The dip in unemployment registered by D.C. and Virginia in July, and the very slight increase in Maryland, does not necessarily signal a regional economic turnaround or an end to the recession, one expert economist said.
In D.C., the July jobless rate settled at 10.6 percent, down from 10.9 percent in June, the Bureau of Labor Statistics announced Friday. In Virginia, overall unemployment fell from 7.2 to 6.9 percent. In Maryland, the rate inched up from 7.2 to 7.3 percent. Seventeen states and the District saw their unemployment rates fall between June and July.
The data are nothing to celebrate, said Stephen Fuller, director of George Mason University’s Center for Regional Analysis. A dip in unemployment is common as a recession endures and many job seekers simply abandon their searches.
“The drop can be all ascribed to people dropping out of the workforce,” Fuller said. “When you’re unemployed for so long — this is a trend that happens in a long downturn — as you get into the second year of unemployment, you stop looking.
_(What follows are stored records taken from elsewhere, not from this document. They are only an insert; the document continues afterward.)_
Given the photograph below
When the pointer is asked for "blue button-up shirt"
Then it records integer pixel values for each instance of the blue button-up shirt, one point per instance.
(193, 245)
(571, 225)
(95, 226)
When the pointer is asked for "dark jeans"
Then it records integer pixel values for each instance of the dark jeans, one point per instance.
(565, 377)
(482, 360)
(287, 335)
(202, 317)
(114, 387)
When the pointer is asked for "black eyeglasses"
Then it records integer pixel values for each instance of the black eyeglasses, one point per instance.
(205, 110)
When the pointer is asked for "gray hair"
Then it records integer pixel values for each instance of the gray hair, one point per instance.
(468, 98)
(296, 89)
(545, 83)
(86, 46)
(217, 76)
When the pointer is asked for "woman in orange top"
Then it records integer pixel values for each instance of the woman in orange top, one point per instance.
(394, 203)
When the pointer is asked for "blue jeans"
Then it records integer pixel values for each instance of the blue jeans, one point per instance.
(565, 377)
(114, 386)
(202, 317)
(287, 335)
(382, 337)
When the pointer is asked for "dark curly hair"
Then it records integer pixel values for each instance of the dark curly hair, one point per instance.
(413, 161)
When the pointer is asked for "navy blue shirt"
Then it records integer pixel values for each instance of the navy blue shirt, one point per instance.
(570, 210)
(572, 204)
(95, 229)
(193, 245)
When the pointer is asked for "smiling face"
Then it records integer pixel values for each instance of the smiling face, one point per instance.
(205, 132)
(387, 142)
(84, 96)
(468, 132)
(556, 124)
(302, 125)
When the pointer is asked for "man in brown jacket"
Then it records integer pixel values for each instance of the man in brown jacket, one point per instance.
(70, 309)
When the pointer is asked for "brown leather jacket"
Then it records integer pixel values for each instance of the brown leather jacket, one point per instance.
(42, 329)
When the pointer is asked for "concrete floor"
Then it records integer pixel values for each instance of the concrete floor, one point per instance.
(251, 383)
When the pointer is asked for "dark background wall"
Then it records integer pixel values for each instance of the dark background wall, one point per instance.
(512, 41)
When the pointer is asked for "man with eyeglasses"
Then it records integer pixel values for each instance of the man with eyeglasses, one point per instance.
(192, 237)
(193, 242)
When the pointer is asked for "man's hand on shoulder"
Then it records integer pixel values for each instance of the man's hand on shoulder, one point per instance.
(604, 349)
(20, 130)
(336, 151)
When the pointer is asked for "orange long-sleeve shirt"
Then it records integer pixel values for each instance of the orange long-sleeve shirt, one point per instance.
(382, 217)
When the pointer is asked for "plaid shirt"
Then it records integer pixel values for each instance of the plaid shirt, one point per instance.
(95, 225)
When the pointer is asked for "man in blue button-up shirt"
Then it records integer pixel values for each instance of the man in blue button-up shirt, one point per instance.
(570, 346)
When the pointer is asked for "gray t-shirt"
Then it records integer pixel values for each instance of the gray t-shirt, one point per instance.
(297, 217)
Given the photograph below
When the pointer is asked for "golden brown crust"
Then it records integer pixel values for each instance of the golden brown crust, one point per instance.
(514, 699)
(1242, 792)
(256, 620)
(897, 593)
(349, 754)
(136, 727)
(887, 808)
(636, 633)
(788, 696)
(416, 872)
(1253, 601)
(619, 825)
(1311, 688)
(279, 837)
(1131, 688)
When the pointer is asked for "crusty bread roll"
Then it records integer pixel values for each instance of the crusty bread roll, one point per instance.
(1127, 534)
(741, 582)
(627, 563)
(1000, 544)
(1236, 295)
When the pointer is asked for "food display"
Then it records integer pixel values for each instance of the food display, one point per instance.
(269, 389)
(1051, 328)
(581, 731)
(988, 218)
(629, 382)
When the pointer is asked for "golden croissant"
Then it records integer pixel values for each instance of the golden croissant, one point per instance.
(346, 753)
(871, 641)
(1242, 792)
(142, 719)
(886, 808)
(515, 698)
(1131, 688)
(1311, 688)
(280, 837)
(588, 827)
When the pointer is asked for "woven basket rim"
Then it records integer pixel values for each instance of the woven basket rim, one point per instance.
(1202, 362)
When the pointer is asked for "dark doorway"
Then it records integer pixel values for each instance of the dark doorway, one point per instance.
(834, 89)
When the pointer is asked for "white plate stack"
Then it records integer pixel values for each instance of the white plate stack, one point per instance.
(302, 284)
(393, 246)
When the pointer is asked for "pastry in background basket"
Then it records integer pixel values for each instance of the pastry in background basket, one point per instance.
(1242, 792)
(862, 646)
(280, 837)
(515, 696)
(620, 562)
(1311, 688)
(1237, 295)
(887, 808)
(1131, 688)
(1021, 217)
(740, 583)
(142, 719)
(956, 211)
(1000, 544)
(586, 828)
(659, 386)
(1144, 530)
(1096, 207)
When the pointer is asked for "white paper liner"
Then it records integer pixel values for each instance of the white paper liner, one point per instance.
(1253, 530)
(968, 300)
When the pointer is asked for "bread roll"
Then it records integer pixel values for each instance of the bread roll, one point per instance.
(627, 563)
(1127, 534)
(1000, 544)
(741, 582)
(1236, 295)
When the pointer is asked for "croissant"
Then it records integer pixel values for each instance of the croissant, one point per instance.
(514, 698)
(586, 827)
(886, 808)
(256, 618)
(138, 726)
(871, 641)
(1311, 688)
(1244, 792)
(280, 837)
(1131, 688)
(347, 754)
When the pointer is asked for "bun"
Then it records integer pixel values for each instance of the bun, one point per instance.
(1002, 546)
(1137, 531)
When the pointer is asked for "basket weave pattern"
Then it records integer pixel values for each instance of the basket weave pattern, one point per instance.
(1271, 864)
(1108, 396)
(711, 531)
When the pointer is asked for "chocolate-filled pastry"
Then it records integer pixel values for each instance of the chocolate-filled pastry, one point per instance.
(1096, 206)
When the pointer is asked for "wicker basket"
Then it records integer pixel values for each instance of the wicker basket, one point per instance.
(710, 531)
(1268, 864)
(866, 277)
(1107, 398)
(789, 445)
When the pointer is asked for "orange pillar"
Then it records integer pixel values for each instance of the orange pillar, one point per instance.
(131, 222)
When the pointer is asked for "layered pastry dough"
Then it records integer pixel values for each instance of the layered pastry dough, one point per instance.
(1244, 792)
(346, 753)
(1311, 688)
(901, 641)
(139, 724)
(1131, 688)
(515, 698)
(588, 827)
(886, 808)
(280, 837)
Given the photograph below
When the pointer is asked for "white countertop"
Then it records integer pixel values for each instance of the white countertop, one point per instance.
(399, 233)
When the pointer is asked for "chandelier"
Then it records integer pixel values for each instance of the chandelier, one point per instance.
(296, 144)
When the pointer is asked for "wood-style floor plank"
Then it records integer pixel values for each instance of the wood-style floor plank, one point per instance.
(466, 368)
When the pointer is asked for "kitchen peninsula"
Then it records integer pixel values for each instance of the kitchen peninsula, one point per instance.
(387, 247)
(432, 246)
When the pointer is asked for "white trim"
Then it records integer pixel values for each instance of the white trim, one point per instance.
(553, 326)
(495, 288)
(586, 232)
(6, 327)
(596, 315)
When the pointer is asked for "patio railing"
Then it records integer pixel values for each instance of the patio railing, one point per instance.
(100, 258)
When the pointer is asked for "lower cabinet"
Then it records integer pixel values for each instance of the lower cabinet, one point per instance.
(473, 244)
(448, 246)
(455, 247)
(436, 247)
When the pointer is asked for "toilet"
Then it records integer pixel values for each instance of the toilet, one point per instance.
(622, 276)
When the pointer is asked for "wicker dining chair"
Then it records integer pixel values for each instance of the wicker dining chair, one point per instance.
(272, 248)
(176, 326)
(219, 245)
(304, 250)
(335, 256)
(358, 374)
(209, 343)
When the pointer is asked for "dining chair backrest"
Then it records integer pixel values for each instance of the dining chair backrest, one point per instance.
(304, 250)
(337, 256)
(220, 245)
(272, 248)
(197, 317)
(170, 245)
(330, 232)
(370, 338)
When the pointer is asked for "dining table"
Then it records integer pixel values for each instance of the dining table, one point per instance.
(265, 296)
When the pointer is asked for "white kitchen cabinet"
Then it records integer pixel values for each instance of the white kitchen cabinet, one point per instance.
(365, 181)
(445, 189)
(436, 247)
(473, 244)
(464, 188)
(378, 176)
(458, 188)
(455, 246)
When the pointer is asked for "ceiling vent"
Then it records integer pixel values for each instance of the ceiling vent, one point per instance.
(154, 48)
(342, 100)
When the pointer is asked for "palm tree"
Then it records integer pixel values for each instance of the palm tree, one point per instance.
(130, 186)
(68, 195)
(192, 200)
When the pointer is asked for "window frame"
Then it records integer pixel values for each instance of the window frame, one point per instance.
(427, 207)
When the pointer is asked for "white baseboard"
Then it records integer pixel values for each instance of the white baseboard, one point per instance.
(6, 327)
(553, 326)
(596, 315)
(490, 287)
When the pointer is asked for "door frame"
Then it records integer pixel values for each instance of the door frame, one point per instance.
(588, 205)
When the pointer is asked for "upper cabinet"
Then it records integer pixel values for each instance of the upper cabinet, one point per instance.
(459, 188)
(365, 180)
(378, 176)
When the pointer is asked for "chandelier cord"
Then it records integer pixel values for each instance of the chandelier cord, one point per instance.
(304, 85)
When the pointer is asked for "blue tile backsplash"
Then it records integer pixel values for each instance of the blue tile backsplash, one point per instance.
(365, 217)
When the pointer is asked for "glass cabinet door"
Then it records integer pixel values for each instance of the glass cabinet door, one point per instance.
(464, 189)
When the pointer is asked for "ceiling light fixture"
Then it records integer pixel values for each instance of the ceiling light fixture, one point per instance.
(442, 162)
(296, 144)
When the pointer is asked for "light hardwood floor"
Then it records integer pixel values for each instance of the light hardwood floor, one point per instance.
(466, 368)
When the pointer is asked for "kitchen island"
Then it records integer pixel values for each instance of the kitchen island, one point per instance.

They quit.”
When the economy finally shows signs of life and the unemployed flood the job market in search of work, Fuller said, then the unemployment rate will go back up.
The District’s unemployment figure, and the fact that it experienced the largest one-month increase in overall employment in the nation, may also be deceiving.
The number of D.C.-based wage and salary jobs rose 20,700 in July, according to the Department of Employment Services. But DOES included in its labor force statistics the 19,200 kids it employed through the Summer Youth Employment Program, most of whom are back to school Monday and no longer receiving a paycheck from the city.
“It will go back up, but it’s no big deal,” Dyoncia Brown, DOES spokesman, said of the unemployment rate.
The District should not have included summer job hires — most are part-timers in their teens — in its employment statistics, Fuller said. Job numbers are “supposed to reflect the full-time, regular workforce,” he said.
“D.C. does things their own way,” Fuller said.
Maryland experienced a slight unemployment rise, but it also added 10,000 new jobs between June and July.